Discrete‐Continuum Duality of Architected Materials: Failure, Flaws, and Fracture

Abstract

3D nano‐ and micro‐architected materials are resilient under compression; their susceptibility to flaws and fracture remain unexplored. This work reports the fabrication and tensile‐to‐failure response of hollow alumina nanolattices arranged into 5 µm octet‐truss unit cells.
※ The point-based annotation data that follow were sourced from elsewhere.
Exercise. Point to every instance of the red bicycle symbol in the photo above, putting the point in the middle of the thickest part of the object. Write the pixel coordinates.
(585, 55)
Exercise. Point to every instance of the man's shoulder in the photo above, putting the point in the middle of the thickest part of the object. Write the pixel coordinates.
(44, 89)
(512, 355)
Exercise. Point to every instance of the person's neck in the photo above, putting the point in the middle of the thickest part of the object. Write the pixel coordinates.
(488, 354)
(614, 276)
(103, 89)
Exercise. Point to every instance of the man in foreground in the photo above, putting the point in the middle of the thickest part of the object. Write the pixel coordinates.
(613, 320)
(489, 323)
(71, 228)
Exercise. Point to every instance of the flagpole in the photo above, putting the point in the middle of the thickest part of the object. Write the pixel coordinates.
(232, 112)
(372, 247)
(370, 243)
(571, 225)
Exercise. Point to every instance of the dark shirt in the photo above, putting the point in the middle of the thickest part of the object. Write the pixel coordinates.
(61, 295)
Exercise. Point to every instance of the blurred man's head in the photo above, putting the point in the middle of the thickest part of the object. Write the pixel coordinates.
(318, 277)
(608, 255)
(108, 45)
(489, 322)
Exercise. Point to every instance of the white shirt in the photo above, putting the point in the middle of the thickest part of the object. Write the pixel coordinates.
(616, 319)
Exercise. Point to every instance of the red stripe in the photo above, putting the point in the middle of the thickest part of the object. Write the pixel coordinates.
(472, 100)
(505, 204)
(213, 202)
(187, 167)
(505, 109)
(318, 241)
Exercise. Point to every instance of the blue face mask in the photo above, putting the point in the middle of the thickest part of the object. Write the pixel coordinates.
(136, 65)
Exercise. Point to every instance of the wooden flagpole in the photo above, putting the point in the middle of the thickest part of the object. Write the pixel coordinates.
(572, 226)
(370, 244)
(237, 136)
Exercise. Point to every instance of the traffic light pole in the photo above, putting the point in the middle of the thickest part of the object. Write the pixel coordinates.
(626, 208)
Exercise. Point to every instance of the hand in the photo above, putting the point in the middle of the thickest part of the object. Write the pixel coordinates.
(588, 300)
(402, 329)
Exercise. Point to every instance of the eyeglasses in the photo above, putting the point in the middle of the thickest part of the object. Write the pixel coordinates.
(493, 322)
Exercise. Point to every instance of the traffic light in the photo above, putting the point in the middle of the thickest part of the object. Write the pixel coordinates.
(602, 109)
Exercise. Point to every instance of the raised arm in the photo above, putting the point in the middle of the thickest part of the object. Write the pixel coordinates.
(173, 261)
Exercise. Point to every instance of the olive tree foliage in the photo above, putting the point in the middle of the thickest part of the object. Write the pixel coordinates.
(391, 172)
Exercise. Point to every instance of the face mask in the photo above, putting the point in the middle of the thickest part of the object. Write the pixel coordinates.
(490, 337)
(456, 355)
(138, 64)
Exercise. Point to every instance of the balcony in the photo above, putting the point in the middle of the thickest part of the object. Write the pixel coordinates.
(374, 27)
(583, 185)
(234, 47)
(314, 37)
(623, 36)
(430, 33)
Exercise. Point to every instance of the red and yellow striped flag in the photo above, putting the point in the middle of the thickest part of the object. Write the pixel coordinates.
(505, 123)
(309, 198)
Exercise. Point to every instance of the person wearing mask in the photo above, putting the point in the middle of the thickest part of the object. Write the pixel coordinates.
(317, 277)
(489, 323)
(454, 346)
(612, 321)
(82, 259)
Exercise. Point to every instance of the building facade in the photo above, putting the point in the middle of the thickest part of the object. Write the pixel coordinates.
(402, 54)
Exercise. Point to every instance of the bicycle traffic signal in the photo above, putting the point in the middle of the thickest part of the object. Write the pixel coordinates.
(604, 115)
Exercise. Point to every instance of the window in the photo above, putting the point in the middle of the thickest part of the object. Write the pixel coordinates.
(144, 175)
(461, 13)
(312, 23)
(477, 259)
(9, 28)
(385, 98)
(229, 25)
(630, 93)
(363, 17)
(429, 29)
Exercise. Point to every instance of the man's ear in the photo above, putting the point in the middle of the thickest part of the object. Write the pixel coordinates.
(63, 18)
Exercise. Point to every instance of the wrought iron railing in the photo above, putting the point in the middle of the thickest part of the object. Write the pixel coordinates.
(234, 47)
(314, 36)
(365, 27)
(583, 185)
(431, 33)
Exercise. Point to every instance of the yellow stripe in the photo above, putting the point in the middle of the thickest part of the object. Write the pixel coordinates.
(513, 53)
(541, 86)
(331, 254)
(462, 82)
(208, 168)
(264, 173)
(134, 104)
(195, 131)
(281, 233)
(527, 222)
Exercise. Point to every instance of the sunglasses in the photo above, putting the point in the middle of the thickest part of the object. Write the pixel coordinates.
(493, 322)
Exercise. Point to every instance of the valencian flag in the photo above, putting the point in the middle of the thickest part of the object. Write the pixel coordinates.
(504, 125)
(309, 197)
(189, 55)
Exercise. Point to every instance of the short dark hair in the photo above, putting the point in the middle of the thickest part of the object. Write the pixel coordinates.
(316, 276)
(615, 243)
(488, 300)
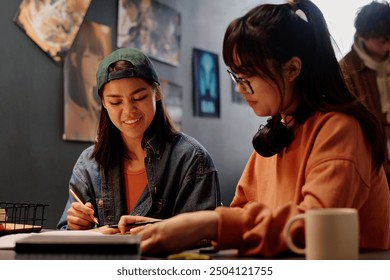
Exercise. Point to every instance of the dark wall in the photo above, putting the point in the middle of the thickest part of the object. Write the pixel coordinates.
(36, 163)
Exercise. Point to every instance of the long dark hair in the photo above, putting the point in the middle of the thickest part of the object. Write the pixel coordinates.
(109, 148)
(276, 33)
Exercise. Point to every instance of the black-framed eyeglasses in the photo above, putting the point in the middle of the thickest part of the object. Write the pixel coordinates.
(246, 85)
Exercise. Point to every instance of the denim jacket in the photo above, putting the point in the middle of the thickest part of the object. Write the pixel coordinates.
(181, 178)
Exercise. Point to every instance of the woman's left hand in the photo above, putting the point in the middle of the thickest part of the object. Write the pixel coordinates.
(178, 233)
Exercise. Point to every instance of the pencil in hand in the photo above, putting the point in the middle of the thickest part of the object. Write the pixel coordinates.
(79, 200)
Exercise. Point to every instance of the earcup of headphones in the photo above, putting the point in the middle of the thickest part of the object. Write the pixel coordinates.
(272, 138)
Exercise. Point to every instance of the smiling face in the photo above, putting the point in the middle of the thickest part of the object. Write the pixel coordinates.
(131, 106)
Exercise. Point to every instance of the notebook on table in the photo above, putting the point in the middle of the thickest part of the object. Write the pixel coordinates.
(78, 245)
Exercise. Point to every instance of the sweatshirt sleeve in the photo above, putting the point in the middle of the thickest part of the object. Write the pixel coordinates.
(255, 230)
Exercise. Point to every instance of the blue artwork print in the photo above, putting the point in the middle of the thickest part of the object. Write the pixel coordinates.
(206, 84)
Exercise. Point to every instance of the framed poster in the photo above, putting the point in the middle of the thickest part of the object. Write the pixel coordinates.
(151, 27)
(52, 25)
(236, 96)
(205, 72)
(173, 100)
(81, 101)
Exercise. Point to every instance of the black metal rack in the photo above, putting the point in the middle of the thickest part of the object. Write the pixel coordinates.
(22, 217)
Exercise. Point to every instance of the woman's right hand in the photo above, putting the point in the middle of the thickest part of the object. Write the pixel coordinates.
(80, 216)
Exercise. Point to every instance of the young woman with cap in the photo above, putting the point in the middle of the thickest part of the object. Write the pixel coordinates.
(140, 164)
(321, 148)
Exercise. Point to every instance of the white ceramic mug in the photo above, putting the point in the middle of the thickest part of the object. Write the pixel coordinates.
(330, 234)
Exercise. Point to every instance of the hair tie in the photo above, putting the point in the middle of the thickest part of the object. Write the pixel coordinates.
(301, 14)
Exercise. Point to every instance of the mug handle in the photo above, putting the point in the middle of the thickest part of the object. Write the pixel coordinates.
(288, 238)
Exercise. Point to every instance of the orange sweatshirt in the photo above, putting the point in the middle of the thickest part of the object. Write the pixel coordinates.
(328, 164)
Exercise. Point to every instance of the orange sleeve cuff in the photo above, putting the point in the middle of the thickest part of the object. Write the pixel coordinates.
(230, 228)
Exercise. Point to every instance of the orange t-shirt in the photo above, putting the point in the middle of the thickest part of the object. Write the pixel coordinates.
(135, 183)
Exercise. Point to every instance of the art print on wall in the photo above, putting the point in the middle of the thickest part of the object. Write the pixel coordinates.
(236, 96)
(81, 101)
(205, 73)
(151, 27)
(52, 25)
(173, 100)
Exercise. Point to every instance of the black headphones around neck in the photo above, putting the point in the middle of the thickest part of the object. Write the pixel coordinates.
(271, 138)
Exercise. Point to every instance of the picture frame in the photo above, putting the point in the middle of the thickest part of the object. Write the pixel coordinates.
(151, 27)
(173, 100)
(206, 88)
(236, 96)
(52, 25)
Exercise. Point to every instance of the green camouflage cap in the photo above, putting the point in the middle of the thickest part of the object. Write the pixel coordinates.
(142, 67)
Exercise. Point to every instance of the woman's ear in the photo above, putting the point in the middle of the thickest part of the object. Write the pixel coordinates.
(292, 68)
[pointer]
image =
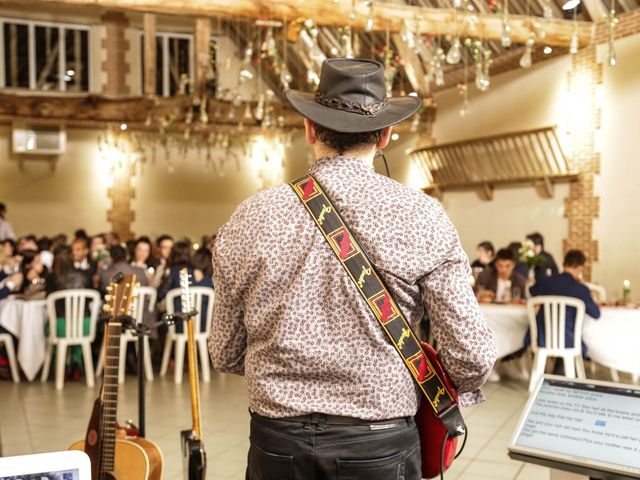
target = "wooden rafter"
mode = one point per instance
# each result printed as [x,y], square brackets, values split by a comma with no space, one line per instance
[439,21]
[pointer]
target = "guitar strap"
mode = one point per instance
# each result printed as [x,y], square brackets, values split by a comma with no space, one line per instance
[376,294]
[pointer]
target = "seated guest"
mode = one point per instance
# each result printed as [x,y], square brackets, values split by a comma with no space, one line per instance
[34,273]
[521,267]
[201,275]
[549,267]
[485,252]
[567,284]
[164,246]
[119,265]
[81,259]
[64,276]
[6,230]
[497,283]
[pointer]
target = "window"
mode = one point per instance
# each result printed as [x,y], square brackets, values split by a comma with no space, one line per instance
[44,56]
[174,60]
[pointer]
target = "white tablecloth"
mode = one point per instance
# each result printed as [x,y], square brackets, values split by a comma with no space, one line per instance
[612,340]
[26,320]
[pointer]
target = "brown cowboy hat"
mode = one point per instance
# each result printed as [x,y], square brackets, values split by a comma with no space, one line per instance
[352,97]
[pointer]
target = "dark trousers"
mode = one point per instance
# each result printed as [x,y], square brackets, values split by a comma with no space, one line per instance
[284,450]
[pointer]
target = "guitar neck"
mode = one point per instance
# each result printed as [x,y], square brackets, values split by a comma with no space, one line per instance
[109,396]
[193,379]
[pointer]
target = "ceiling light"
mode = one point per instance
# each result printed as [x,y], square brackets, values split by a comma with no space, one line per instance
[570,4]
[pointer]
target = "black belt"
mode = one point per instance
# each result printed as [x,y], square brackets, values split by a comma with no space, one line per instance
[322,418]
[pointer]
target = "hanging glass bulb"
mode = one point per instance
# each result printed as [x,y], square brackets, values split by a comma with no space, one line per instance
[454,55]
[506,31]
[369,25]
[245,72]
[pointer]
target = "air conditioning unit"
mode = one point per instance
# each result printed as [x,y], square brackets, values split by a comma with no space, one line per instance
[39,139]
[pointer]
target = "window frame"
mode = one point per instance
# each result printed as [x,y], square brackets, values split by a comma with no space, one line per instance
[62,52]
[164,36]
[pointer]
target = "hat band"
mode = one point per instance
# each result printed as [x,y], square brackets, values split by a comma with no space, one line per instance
[369,109]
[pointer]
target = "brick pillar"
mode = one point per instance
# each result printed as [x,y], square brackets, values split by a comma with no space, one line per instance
[116,47]
[582,206]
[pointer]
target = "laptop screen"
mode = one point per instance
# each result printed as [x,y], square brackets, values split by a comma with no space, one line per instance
[59,475]
[583,422]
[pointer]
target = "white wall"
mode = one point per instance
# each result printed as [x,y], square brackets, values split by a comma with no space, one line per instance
[518,100]
[618,228]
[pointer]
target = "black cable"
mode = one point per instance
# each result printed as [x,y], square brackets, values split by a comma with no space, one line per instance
[464,442]
[380,153]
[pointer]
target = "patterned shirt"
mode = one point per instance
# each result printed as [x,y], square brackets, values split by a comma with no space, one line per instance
[290,319]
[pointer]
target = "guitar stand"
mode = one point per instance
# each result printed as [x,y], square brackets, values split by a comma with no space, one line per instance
[139,330]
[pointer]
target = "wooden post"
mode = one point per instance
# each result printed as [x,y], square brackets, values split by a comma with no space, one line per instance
[202,39]
[149,64]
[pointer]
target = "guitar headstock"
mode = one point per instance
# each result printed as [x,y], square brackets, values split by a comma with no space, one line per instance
[185,295]
[120,295]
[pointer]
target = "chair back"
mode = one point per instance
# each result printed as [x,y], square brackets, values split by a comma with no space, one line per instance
[554,308]
[144,302]
[198,294]
[76,303]
[598,291]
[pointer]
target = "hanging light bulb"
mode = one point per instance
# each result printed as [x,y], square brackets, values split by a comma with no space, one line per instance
[369,24]
[526,59]
[454,55]
[575,41]
[439,69]
[245,72]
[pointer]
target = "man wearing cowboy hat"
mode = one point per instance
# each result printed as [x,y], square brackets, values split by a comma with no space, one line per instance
[328,395]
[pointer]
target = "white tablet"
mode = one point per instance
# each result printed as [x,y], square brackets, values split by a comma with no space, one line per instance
[67,465]
[586,424]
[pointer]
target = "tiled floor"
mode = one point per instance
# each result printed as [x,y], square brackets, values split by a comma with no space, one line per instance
[34,417]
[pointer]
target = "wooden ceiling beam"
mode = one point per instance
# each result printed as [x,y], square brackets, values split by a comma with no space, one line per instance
[438,21]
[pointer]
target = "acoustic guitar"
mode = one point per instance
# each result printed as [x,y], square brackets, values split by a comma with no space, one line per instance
[114,458]
[195,458]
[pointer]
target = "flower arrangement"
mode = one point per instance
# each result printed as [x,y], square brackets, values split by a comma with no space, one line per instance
[528,255]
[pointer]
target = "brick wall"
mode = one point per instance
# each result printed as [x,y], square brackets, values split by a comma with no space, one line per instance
[582,206]
[116,46]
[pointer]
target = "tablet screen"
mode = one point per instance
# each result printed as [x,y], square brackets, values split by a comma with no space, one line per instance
[60,475]
[584,421]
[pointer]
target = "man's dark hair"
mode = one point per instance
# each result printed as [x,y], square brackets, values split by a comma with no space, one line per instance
[574,258]
[343,142]
[505,254]
[81,233]
[536,238]
[44,243]
[85,240]
[488,246]
[118,254]
[162,238]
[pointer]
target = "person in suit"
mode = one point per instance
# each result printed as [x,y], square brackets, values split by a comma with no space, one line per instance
[485,252]
[568,284]
[119,265]
[500,282]
[82,261]
[549,267]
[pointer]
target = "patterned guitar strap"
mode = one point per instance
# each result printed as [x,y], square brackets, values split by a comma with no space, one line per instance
[370,285]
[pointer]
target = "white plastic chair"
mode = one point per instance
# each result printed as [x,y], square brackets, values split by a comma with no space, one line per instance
[75,303]
[11,354]
[180,339]
[145,301]
[554,309]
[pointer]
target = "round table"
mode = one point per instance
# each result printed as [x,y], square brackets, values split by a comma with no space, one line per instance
[611,340]
[26,320]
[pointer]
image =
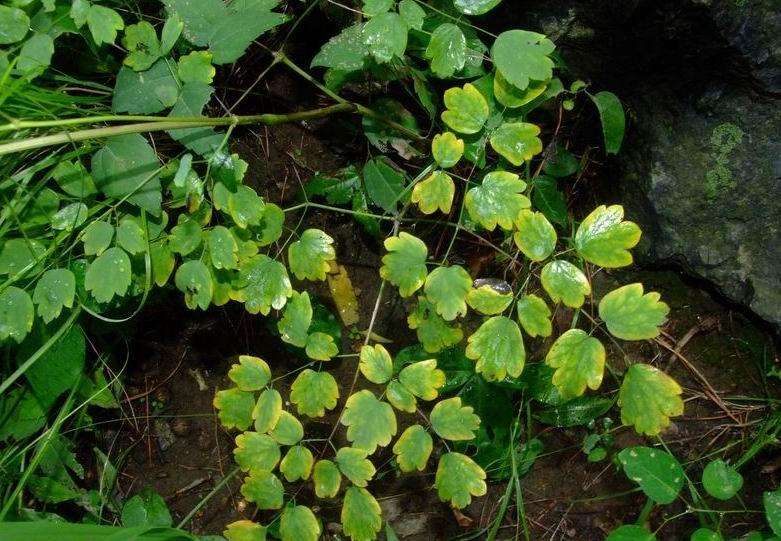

Some specimens contained through‐thickness center notches oriented at different angles to the loading direction, with a length‐over‐sample‐width ratio of 0.45. In situ tensile experiments reveal that for all orientations, failure initiates at the notch root, followed by instantaneous crack propagation along lattice planes orthogonal to extension. A tensile strength of 27.4 ± 0.7 MPa is highest for unnotched samples and decreases as notch orientation varies from 0° to 90° to its minimum, 7.2 ± 0.4 MPa; their specific tensile strength is ≈4 × higher than that for all other low‐density materials. Finite element simulations reproduce observed strengths and failure mechanisms: initial cracks always initiate at the nodal junctions with highest stress concentrations by tearing of alumina walls at the nodes. Subsequent crack propagation shifts maximum stress concentration to the nodes along lattice plane orthogonal to the loading direction. A modified analytical fracture model based on the effective notch length predicts tensile strengths consistent with experiments. These findings imply that continuum fracture mechanics can predict failure in nano‐architected materials, which helps develop advanced materials through informed architectural design.